The monitor is a standalone utility -- it does not appear on any solver's public API. Instead you wrap a step in with monitor.scoped(): solver.step(...). This mirrors Newton's newton.utils.event_scope / EventTracer pattern: solvers stay parameter-free, and instrumentation has zero overhead when no scope is active.

Basic Usage

import novaphy

model    = builder.finalize()
solver   = novaphy.solvers.SolverSemiImplicit(model, novaphy.solvers.SolverSemiImplicit.Config())
state    = model.state()
control  = model.control()
collision_pipeline = novaphy.CollisionPipeline(model)
contacts = collision_pipeline.contacts()

monitor = novaphy.PerformanceMonitor()
monitor.enabled = True

for _ in range(120):
    with monitor.scoped():
        solver.step(state, state, control, contacts, 1.0 / 120.0)

# Print phase statistics
slowest = sorted(monitor.phase_stats(), key=lambda s: s.avg_ms, reverse=True)
for stat in slowest[:5]:
    print(f"{stat.name}: avg={stat.avg_ms:.2f}ms, max={stat.max_ms:.2f}ms")

# Print per-frame metrics
for metric in monitor.last_frame_metrics():
    print(f"{metric.name}: {metric.value}")

Trace Export

For detailed per-frame analysis, enable trace mode and export to Chrome / Perfetto format:

monitor.trace_enabled = True

for _ in range(60):
    with monitor.scoped():
        solver.step(state, state, control, contacts, 1.0 / 120.0)

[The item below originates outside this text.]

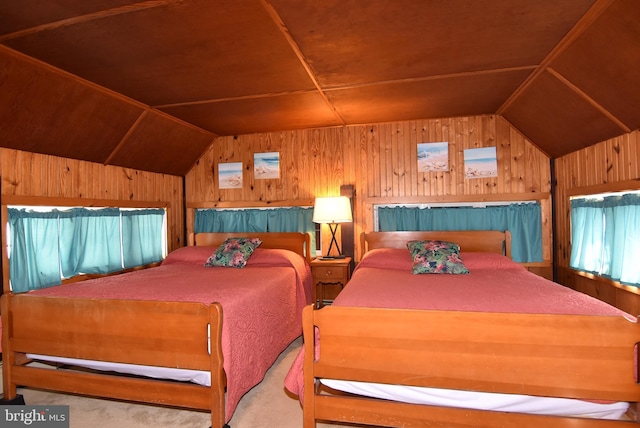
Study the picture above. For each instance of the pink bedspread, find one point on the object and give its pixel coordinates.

monitor.write_trace_json("build/novaphy_trace.json")

Open the JSON file in:

Profiling Demo

NovaPhy includes a dedicated profiling demo:

# Rigid body profiling
python python/demos/demo_performance_monitor.py --scene rigid

# Fluid profiling
python python/demos/demo_performance_monitor.py --scene fluid --measured-steps 60

Best Practices

Disable visualization when profiling

Polyscope and Python-side rendering are NOT included in engine timings. Disable visualization when diagnosing engine performance.

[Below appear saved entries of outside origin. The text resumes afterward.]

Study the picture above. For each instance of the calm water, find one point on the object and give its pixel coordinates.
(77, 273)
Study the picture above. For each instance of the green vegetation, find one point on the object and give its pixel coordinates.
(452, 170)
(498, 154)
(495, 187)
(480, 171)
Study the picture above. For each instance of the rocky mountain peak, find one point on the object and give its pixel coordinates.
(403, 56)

  1. Use aggregate stats first to find the hot subsystem.
  2. Use trace export for short, focused captures (60-120 steps).
  3. Profile with representative workloads (body count, collision density).
  4. Compare before / after when optimizing.
  5. The monitor is thread-local: instantiate one per worker thread when running parallel rollouts.